I biocarburanti vengono presentati come una fonte di energia rinnovabile in grado di fermare il cambiamento climantico, dato che le piante che li producono assorbono pià carbonio di quanto non ne venga rilasciato in atmosfera dal biodiesel. Ma a questo computo va aggiunto l'effetto di una eventuale deforestazione, mentre resta aperto il rischio di una diffusa crisi alimentare.

Tra i sostenitori dei biocarburanti, i ricercatori britannici de Britain's Imperial College, della CAMCO (specializzzata in commercio di crediti di carbonio), e del Forum for Agricultural Research in Africa (FARA), secondo cui l'espansione delle colture energetiche consentirebbe di aumentare gli investimenti in terreni e delle infrastrutture, e questo potrebbe avere un effetto positivo sulla produzione alimentare e, se gestita in modo adeguato non significa distruggere le foreste naturali.
Ma proprio l'aumento degli investimenti rischia di creare nuovi impatti: "L'espansione dei biocarburanti sta trasformando le foreste e la vegetazione naturale in colture energetiche, e sottrae terreno agricolo alle coltivazioni per uso alimentare, oltre a aumentare i conflitti con le popolazioni locali sulla proprietà terra", spiega Mariann Bassey, di Friends of the Earth della Nigeria.

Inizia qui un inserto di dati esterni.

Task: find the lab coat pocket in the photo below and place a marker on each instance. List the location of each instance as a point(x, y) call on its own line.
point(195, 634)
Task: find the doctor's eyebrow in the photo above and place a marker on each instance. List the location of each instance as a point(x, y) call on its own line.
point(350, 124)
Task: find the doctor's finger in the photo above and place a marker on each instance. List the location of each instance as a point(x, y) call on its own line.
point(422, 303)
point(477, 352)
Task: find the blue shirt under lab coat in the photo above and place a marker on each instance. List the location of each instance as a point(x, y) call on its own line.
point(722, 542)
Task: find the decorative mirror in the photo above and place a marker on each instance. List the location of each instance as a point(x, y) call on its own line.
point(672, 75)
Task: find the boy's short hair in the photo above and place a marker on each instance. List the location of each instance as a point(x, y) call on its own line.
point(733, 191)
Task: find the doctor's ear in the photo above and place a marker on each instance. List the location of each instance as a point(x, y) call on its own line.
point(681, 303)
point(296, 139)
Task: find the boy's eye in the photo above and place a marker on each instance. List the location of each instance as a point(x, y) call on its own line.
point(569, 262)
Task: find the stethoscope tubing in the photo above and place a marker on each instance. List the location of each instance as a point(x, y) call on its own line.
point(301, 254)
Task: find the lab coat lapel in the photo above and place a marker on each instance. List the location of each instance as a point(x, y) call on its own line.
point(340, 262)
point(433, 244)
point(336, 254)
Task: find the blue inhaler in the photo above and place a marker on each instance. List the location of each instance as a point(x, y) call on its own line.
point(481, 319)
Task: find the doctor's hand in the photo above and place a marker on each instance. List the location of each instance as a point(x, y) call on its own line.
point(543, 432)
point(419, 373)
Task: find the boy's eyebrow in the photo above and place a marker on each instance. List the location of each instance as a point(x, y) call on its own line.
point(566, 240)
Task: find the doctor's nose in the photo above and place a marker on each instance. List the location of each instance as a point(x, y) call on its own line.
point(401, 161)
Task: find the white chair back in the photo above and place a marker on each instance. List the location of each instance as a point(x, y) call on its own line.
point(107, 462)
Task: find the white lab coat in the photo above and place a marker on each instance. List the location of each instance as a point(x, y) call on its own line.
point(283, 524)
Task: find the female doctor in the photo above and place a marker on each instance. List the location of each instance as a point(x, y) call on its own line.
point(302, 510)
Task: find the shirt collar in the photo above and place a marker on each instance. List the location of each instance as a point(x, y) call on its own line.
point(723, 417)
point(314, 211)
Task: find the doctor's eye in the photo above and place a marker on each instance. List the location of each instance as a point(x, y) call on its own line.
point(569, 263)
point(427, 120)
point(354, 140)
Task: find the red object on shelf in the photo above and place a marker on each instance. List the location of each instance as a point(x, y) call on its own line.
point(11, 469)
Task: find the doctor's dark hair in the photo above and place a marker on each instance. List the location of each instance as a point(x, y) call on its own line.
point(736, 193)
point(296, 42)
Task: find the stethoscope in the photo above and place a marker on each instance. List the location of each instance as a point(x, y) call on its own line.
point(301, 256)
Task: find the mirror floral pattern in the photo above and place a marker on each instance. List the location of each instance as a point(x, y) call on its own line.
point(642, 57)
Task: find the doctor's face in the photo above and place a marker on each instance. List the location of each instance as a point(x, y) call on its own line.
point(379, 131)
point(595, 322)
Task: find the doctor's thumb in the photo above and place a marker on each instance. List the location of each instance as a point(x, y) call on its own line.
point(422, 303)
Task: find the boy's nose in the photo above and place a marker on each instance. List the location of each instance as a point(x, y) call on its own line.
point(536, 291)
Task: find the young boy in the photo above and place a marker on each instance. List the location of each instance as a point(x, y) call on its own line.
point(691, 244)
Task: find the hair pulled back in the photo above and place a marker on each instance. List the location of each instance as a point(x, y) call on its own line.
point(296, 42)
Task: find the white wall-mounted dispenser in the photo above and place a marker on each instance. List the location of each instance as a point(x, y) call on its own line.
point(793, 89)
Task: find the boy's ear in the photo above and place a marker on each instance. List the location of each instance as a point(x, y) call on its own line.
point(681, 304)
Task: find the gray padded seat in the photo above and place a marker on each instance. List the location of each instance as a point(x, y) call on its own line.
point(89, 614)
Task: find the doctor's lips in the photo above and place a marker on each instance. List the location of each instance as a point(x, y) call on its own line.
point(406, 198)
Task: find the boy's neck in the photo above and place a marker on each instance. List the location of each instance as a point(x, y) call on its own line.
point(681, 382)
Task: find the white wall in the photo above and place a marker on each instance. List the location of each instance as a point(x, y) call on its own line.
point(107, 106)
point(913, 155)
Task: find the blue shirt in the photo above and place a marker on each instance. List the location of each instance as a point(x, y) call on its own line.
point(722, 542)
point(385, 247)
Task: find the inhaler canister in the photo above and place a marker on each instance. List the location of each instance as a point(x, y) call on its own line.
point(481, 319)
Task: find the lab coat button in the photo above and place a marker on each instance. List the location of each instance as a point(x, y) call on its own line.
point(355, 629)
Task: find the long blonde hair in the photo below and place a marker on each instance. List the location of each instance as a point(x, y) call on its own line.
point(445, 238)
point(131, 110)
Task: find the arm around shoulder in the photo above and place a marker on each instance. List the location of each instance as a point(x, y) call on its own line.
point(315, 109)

Secondo il rapporto, il Kenya e l'Angola hanno ricevuto entrambe proposte per l'utilizzo di 500.000 ettari per i biocarburanti, mentre un piano analogo mira a impiegare 400.000 ettari in Benin per coltivazioni di palma da olio.
In Tanzania, i coltivatori di riso sono stati espulsi dalle proprie terre per fare posto a un progetto di coltivazione estensiva di canna da zucchero.
"La competizione per la terra e l'impiego di colture produzioni alimentari di base come il sorgo e manioca dolce per fabbricare agrocarburanti, rischia di far lievitare i prezzi di alimenti di base e dei terreni", spiega il rapporto.